Running a Core Node (relay operator)

A Core Node is a publicly-reachable host that runs a libp2p circuit-relay v2 server, providing NAT traversal for the (much larger) population of edge agents. Edge nodes don't need any of the configuration in this section — only operators of relay-serving Core Nodes do.

Capacity tuning

Default capacity is 1024 simultaneous reservations. From that single knob we derive all the other relay-related libp2p limits at a 1:2 ratio (HOP/STOP stream caps, connectionManager.maxConnections) so capacity=1024 → 2048 streams + 2048 max conns. Override via the relayServerCapacity field in DKGNodeConfig (config.json) when you want to scale up for big iron or down for resource-constrained hosts (a Raspberry Pi runs comfortably at 256-512).

{
  "nodeRole": "core",            // enables the relay server
  "relayServerCapacity": 1024,   // default; bump or shrink as needed
  // ...
}

Required ulimit -n

Each open libp2p connection costs one file descriptor. With the default capacity and a 1:2 multiplier, the daemon needs at least max(4096, maxConnections × 2) file descriptors (equivalently max(4096, capacity × 4) since maxConnections = capacity × 2). The 4096 floor accounts for SQLite, log files, the daemon HTTP server, and other non-libp2p fd consumers.

| relayServerCapacity | derived maxConnections | recommended ulimit -n | |---|---|---| | 256 (Pi-class) | 512 | 4096 (floor wins) | | 1024 (default) | 2048 | 4096 (floor wins) | | 2048 | 4096 | 8192 | | 4096 (big iron) | 8192 | 16384 |

The daemon checks the host's RLIMIT_NOFILE at startup and emits an operator-facing warning if the soft limit is below the recommended value. Without the bump, the kernel will reject new socket() calls with EMFILE once the daemon hits the host limit, manifesting as silent peer rejections rather than a crash — fix it preemptively:

| Deployment shape | How to bump | |---|---| | Shell session | ulimit -n 4096 before dkg start | | systemd unit | LimitNOFILE=4096 in the [Service] block | | Docker | --ulimit nofile=4096:4096 | | Kubernetes | Configure at the container runtime, not in the pod spec — nofile is an rlimit, not a kernel sysctl, so securityContext.sysctls will NOT raise it. Set LimitNOFILE in the containerd / CRI-O runtime config (e.g. [plugins."io.containerd.grpc.v1.cri".containerd.runtimes.runc.options].LimitNOFILE = 4096), or use a RuntimeClass whose underlying runtime has the bump baked in. Confirm with kubectl exec <pod> -- sh -c 'ulimit -n'. |

To verify the live daemon's effective limit, look for the startup log line [dkg-core] relay server: ulimit -n soft=<N> >= recommended <M>, ok (or the WARN equivalent if the host needs tuning).

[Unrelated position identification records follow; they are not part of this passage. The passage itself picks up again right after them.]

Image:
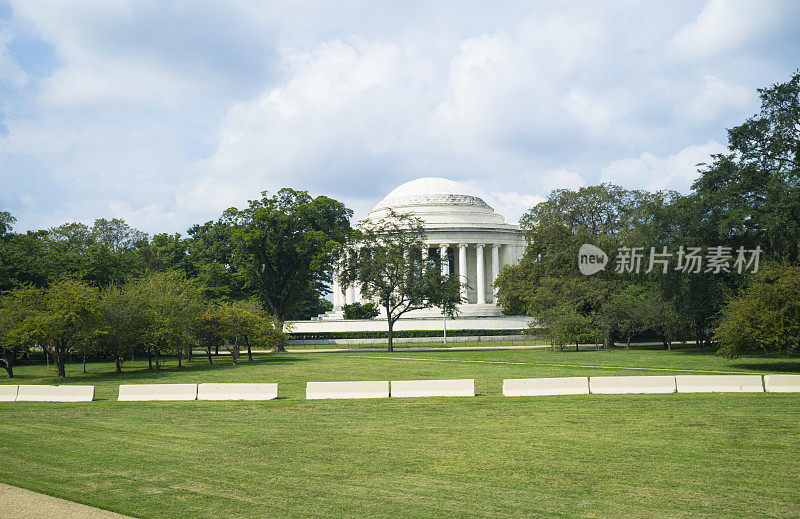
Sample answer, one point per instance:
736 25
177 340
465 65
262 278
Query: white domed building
477 241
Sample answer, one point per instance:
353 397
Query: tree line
727 254
109 290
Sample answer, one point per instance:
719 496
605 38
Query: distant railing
420 342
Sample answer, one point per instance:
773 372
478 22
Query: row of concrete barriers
652 384
560 386
417 388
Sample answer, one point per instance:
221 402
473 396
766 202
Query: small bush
360 311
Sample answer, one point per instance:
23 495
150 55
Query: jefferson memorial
458 225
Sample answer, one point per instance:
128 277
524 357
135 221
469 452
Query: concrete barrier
370 389
782 383
719 383
412 388
546 386
55 393
636 384
142 392
8 393
237 391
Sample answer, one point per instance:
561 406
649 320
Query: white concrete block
55 393
366 389
719 383
412 388
546 386
782 383
636 384
142 392
237 391
8 393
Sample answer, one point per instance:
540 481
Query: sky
167 113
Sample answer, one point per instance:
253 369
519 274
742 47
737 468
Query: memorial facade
460 226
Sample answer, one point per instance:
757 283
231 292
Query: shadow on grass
785 365
140 371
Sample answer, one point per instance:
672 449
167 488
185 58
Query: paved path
402 349
18 503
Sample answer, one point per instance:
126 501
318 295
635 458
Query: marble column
336 291
495 269
481 281
462 270
445 261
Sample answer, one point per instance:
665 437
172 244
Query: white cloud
10 72
650 172
727 25
513 205
167 113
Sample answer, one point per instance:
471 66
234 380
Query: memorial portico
459 226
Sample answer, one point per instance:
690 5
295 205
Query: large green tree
67 316
764 317
751 195
386 261
284 245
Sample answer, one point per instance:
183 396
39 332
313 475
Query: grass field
733 455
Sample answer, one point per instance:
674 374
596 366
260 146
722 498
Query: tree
284 244
6 223
69 315
209 330
16 306
627 310
245 323
124 314
752 194
547 277
386 261
361 311
116 235
564 325
765 316
173 307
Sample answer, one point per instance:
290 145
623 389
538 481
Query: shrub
360 311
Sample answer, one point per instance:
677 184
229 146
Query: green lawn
592 455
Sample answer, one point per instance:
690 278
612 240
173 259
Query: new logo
591 259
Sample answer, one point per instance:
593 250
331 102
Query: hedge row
310 336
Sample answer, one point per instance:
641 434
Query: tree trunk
279 327
62 372
7 365
390 346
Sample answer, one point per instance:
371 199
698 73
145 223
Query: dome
430 191
437 201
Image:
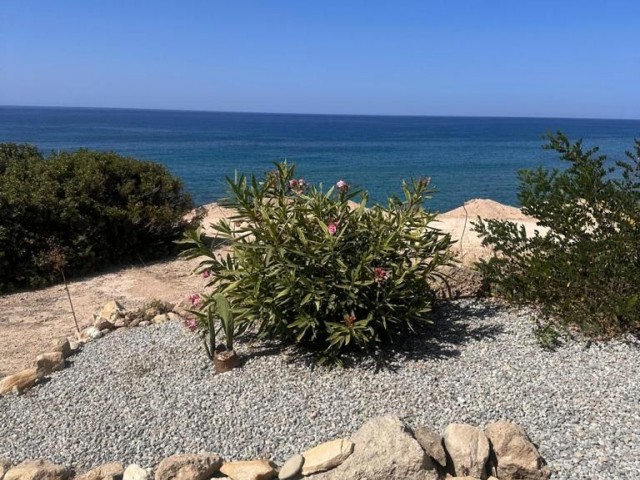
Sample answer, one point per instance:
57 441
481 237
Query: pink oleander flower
195 300
380 274
191 324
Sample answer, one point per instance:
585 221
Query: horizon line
541 117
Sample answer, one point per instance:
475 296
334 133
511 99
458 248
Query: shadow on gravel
454 323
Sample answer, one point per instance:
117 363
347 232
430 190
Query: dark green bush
585 271
97 208
317 269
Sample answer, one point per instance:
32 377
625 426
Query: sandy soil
30 320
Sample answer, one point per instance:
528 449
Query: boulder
431 442
189 467
5 465
516 456
291 468
109 471
326 456
49 362
112 311
20 381
468 449
37 470
135 472
384 449
249 470
62 345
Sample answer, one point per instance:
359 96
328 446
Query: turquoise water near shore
465 157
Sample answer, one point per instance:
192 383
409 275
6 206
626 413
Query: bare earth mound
30 320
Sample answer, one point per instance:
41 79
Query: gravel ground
143 394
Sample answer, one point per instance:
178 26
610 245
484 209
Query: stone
112 311
516 456
109 471
468 449
49 362
384 449
62 345
91 333
249 470
431 442
37 470
20 381
135 472
326 456
5 465
189 467
160 318
291 468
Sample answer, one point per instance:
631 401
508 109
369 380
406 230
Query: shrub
315 268
585 270
97 208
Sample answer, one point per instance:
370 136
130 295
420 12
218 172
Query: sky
569 58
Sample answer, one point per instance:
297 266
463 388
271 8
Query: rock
291 467
326 456
249 470
384 449
161 318
431 442
135 472
112 311
37 470
189 467
5 465
102 324
91 333
468 448
20 381
49 362
109 471
517 457
62 345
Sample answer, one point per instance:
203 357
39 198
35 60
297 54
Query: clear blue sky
568 58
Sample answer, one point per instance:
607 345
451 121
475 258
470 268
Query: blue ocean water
465 157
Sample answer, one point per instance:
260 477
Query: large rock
62 345
49 362
326 456
189 467
249 470
516 456
291 468
109 471
37 470
135 472
20 381
5 465
431 442
384 449
468 448
112 311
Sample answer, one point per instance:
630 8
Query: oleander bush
317 269
92 209
585 271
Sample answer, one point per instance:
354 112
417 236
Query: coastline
31 319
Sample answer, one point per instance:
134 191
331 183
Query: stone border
384 448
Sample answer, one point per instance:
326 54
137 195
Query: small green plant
315 268
584 270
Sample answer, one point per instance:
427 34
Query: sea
465 157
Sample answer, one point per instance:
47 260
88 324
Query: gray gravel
143 394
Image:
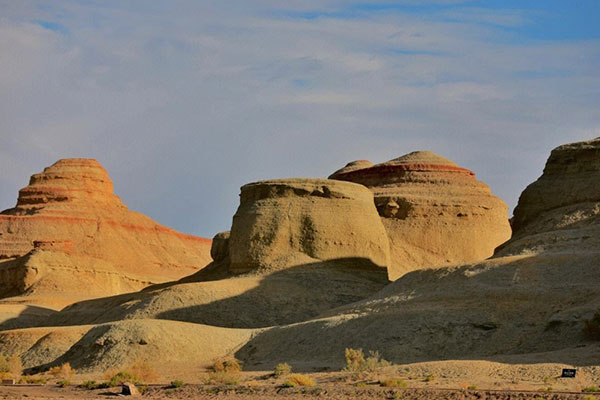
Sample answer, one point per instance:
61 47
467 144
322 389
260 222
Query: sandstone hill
297 248
526 305
435 212
70 238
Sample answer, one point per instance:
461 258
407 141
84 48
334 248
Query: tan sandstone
435 212
70 237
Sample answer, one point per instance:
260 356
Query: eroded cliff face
434 211
289 222
70 235
561 210
529 303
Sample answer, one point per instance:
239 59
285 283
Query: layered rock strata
70 235
289 222
434 211
527 304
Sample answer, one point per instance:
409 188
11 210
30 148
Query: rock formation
527 304
561 210
283 223
69 238
297 248
434 211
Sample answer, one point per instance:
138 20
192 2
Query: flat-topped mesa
435 212
560 212
72 180
293 222
69 232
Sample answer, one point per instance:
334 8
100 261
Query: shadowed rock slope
70 238
297 248
434 211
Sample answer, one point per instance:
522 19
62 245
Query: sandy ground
320 392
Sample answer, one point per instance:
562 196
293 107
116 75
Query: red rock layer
435 212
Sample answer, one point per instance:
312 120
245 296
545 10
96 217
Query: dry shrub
591 327
282 369
229 365
11 367
223 378
393 382
299 380
64 371
357 362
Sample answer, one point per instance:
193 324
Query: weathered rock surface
529 302
290 222
69 238
434 211
297 248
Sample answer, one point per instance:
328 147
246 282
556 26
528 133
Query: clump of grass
282 369
225 371
357 362
223 378
177 384
299 380
92 385
591 389
591 327
393 382
63 371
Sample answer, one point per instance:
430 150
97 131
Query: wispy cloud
184 102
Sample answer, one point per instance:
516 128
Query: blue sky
185 101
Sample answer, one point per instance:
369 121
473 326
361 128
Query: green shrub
11 367
226 365
393 383
63 383
357 362
177 384
282 369
591 389
122 377
299 380
63 371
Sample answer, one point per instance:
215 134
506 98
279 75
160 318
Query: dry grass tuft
282 370
357 362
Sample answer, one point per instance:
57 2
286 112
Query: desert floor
321 392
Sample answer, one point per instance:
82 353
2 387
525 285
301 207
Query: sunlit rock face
290 222
70 235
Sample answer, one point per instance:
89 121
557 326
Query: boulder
434 211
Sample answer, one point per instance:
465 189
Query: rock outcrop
70 237
561 210
434 211
297 248
290 222
527 304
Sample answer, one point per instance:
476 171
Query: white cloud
184 103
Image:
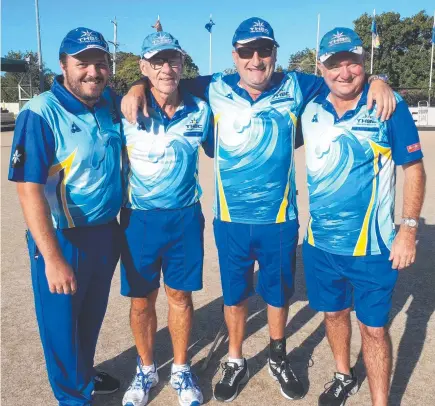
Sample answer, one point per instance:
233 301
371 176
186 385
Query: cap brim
88 47
150 54
354 50
248 40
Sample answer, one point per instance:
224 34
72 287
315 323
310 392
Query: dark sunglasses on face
157 63
248 52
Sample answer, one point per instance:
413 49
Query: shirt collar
234 79
69 101
322 98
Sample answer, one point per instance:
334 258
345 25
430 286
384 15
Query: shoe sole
244 380
105 392
282 392
352 392
142 404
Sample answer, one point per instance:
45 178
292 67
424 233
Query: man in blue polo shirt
162 219
351 247
255 114
66 162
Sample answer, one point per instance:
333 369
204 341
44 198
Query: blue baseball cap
252 29
340 39
80 40
159 41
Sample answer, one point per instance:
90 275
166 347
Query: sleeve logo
414 147
17 159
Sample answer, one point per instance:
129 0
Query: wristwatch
410 222
381 76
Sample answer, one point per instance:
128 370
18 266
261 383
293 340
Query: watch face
412 222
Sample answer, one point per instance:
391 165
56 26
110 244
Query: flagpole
431 59
373 45
210 70
317 43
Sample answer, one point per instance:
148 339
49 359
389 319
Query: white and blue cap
340 39
252 29
81 39
159 41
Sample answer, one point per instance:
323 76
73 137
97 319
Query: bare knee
337 316
373 333
179 299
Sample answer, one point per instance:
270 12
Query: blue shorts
69 325
331 278
155 240
272 245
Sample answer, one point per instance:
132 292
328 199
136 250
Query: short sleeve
208 137
311 86
403 136
33 149
197 86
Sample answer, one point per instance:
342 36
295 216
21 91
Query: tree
404 54
303 61
128 71
29 80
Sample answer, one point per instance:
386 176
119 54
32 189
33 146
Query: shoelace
229 369
186 380
336 386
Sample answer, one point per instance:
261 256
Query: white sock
147 368
179 368
239 361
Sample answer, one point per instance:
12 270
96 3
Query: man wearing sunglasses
351 250
162 221
66 162
255 112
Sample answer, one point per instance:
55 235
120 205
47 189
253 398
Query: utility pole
38 36
114 43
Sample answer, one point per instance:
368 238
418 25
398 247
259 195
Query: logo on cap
339 38
88 36
258 26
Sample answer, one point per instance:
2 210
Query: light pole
114 43
38 36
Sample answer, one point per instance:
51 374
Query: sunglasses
248 52
157 63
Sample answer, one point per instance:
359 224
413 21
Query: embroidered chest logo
194 125
17 159
281 96
74 128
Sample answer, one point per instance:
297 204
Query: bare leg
376 345
235 318
339 332
143 322
180 318
277 320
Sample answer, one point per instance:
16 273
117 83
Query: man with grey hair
351 247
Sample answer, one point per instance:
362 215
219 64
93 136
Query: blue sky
294 23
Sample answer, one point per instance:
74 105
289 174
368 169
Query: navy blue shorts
272 245
171 241
331 279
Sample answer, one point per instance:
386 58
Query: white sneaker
184 382
139 389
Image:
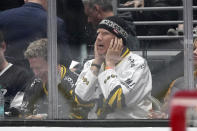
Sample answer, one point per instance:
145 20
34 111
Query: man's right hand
98 59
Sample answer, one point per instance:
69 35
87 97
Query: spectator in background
9 4
12 78
27 23
97 10
178 84
35 101
116 80
72 12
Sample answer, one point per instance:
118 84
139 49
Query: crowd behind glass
99 74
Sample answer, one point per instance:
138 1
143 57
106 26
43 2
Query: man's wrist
96 65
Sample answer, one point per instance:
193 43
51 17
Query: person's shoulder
11 12
179 83
136 58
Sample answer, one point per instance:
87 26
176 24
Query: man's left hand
114 51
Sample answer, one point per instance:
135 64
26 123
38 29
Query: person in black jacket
12 78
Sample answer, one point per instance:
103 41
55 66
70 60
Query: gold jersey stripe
45 89
115 95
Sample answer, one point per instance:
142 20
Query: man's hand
98 59
114 51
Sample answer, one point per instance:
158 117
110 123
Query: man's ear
98 11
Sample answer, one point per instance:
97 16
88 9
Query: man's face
103 40
40 67
93 15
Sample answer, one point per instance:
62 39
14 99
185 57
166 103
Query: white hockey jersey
120 93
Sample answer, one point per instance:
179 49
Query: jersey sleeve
85 86
129 87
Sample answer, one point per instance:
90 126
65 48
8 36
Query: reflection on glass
108 78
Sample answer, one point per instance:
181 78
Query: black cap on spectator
117 26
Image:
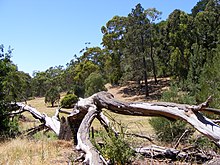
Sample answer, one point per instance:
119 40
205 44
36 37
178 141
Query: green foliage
69 101
166 130
8 126
94 83
209 81
52 96
115 148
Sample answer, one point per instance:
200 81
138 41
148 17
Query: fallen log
87 109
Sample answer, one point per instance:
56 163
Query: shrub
69 100
94 83
115 148
52 95
166 130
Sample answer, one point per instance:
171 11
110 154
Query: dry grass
50 151
36 152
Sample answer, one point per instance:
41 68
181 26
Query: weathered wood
51 122
171 110
154 151
87 109
92 155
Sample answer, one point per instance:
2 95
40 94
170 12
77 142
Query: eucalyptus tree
8 127
136 45
179 37
153 15
113 41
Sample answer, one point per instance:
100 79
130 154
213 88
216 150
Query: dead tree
89 108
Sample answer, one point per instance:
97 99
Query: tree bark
87 109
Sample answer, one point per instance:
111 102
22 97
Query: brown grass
50 151
36 152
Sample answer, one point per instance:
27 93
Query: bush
166 130
52 96
115 148
94 83
69 100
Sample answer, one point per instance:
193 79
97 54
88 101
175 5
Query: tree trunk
153 63
87 109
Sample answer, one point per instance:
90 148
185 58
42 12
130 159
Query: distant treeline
135 47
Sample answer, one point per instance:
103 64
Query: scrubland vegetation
175 60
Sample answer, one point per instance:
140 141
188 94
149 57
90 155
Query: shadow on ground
137 91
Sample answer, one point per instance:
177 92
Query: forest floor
46 149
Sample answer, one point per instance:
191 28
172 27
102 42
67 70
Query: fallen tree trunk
87 109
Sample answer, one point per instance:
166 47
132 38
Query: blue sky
45 33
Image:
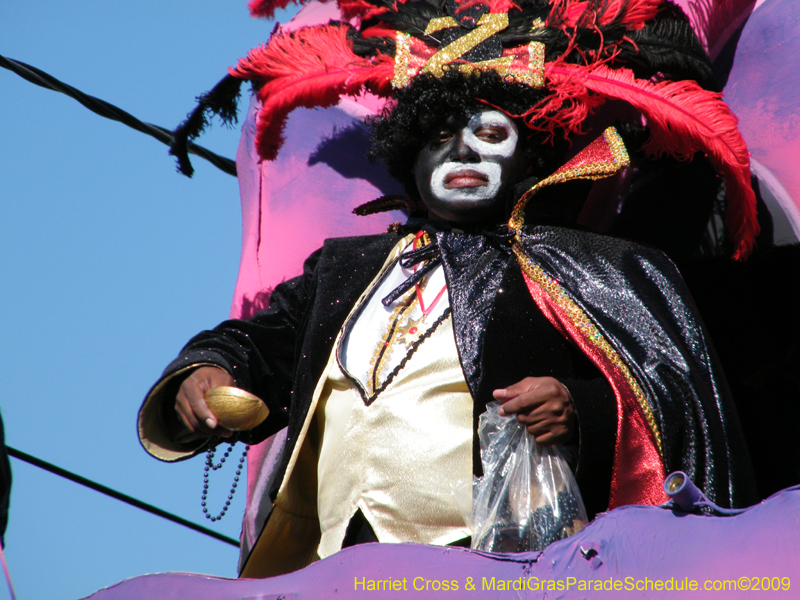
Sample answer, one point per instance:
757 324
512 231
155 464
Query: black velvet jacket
634 295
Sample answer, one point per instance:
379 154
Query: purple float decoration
632 552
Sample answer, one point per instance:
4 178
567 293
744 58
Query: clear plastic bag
527 497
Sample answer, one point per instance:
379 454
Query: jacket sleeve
259 353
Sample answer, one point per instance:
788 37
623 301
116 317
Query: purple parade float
631 551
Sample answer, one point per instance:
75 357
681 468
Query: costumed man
380 358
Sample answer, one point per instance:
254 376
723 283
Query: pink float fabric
290 205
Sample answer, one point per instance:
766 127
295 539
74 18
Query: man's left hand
544 406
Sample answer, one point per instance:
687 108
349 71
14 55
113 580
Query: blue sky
110 261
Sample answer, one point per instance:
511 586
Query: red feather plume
267 8
312 67
683 119
631 14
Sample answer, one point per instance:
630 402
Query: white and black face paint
463 173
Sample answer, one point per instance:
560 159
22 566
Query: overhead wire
109 111
117 495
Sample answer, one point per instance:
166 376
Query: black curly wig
421 108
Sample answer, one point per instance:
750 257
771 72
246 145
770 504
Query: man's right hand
191 407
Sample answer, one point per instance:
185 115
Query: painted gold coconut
236 409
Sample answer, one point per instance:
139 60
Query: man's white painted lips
465 178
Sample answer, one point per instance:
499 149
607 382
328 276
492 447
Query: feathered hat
582 53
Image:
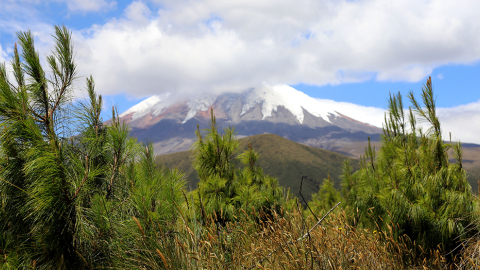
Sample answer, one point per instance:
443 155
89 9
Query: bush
410 185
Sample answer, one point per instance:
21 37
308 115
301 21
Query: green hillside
279 157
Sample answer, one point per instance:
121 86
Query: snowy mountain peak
279 103
293 100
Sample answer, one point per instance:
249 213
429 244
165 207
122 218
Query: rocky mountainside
170 122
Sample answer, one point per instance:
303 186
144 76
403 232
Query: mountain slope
170 123
279 157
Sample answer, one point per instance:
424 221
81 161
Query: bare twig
300 192
294 241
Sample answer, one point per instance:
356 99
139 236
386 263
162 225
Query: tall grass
272 243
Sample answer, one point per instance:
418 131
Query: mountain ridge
170 123
286 160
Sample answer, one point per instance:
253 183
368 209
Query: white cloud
89 5
213 45
463 122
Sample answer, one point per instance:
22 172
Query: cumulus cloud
88 5
463 122
215 46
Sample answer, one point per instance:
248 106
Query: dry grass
333 245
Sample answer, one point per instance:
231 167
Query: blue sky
351 51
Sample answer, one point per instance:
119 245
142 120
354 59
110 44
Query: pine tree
409 184
224 188
74 191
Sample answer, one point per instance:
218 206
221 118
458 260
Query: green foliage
223 187
325 198
409 184
70 186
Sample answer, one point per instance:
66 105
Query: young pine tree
410 184
224 188
75 193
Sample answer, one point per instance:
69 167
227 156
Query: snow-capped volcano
282 110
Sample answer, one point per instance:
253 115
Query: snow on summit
290 98
269 98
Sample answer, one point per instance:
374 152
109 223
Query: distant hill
169 122
279 157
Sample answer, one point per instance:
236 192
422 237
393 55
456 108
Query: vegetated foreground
87 196
286 160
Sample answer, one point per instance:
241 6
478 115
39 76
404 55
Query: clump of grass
272 243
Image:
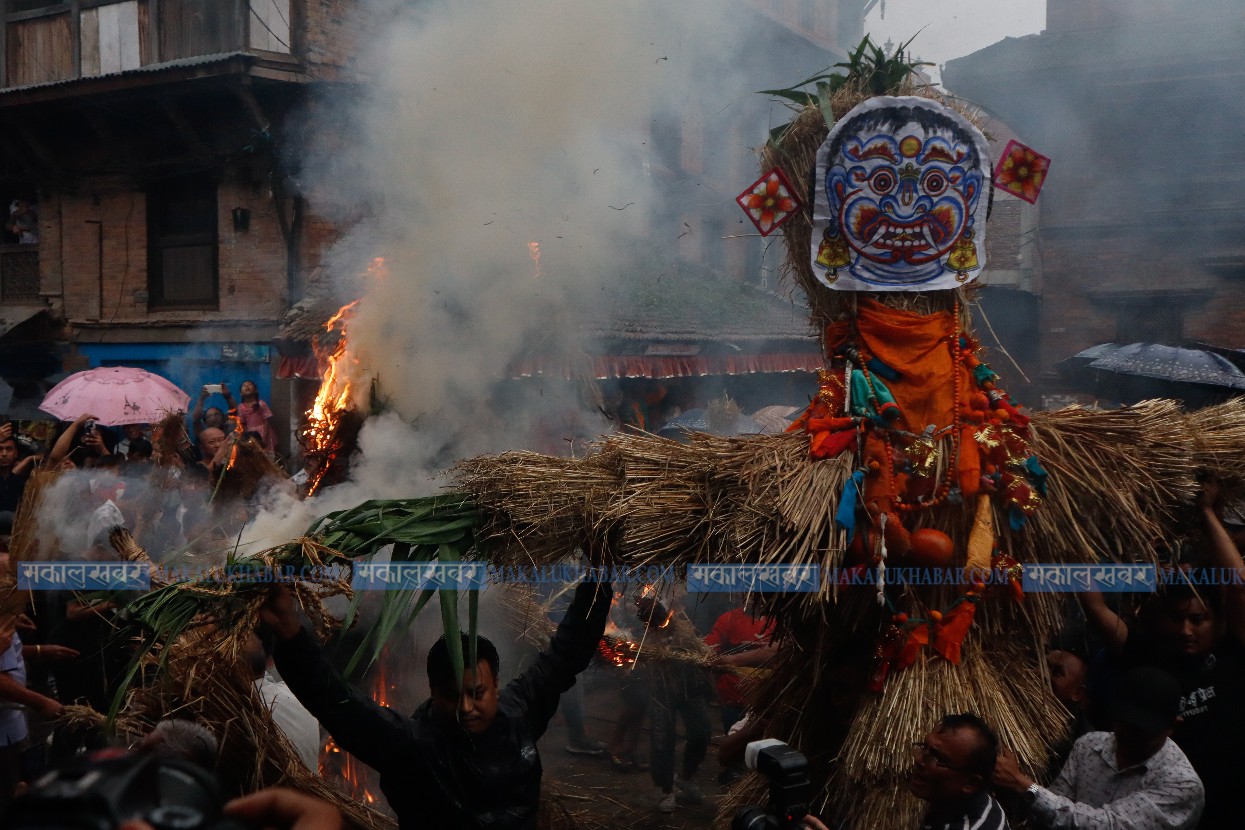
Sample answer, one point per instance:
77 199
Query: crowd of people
1152 687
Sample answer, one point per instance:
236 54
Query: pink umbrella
115 395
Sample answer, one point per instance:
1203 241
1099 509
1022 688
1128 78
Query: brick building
1141 223
147 133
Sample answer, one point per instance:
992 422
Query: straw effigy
1118 483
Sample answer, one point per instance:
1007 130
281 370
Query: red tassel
916 640
954 629
828 444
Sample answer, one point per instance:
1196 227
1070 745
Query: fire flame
331 401
534 253
352 778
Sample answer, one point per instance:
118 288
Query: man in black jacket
465 759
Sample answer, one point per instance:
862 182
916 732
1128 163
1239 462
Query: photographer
212 417
951 770
14 470
277 808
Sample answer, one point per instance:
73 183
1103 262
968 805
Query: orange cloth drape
918 347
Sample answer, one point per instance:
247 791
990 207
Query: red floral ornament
770 202
1021 171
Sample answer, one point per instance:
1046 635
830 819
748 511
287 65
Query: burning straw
530 621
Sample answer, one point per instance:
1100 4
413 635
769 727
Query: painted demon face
904 200
902 184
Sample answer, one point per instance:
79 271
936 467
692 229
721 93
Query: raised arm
372 733
65 442
197 412
1104 621
537 691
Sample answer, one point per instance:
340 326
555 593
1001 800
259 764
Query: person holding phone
255 416
212 417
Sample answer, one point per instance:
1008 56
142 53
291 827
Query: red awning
664 366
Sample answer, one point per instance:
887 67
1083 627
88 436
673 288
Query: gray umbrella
697 421
1141 371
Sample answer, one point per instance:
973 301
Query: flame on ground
534 253
341 769
331 401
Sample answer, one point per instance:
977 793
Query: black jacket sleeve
370 732
535 692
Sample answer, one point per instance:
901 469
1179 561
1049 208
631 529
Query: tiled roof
670 304
686 303
186 62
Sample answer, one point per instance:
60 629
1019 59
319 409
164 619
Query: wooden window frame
158 195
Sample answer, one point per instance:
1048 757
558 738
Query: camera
100 790
787 772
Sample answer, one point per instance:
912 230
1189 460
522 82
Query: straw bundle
24 544
1117 480
249 468
198 632
171 442
1219 436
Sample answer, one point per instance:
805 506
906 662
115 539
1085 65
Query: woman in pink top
254 416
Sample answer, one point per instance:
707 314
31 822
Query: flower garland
857 400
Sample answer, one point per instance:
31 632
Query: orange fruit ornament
931 548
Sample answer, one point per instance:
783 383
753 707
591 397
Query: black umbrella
1076 368
1142 371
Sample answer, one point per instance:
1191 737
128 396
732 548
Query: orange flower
768 202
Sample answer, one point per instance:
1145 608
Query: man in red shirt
743 645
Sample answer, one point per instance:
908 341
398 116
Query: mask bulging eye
934 183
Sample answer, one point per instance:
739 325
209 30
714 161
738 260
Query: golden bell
963 256
833 253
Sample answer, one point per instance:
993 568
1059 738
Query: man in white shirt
1132 778
291 718
14 696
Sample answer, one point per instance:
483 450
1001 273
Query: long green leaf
448 554
472 629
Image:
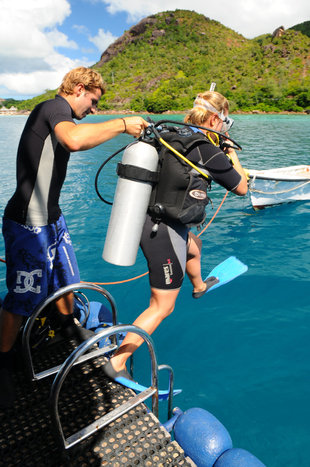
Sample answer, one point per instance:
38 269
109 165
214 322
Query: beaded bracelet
124 125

Operator relays (rc.9 PR-7)

By default every daemon reserves on the public testnet relay set declared in network/<env>.json#relays. The public set is enough for reliable chat / skill / query traffic; operators who run their own relay infrastructure can prioritise their own relays via --relay-preferred (CLI) or the preferredRelays config field (persistent).

Standing up your own relay

  1. Provision a small cloud VM. 1 vCPU + 1 GiB RAM + 20 GiB disk is plenty for a relay-only node. Public IP + ports 4001/tcp open. AWS t4g.small, Hetzner CPX11, GCP e2-micro all work.

  2. Install + init DKG as you would for any other node (see "Quick Start" above).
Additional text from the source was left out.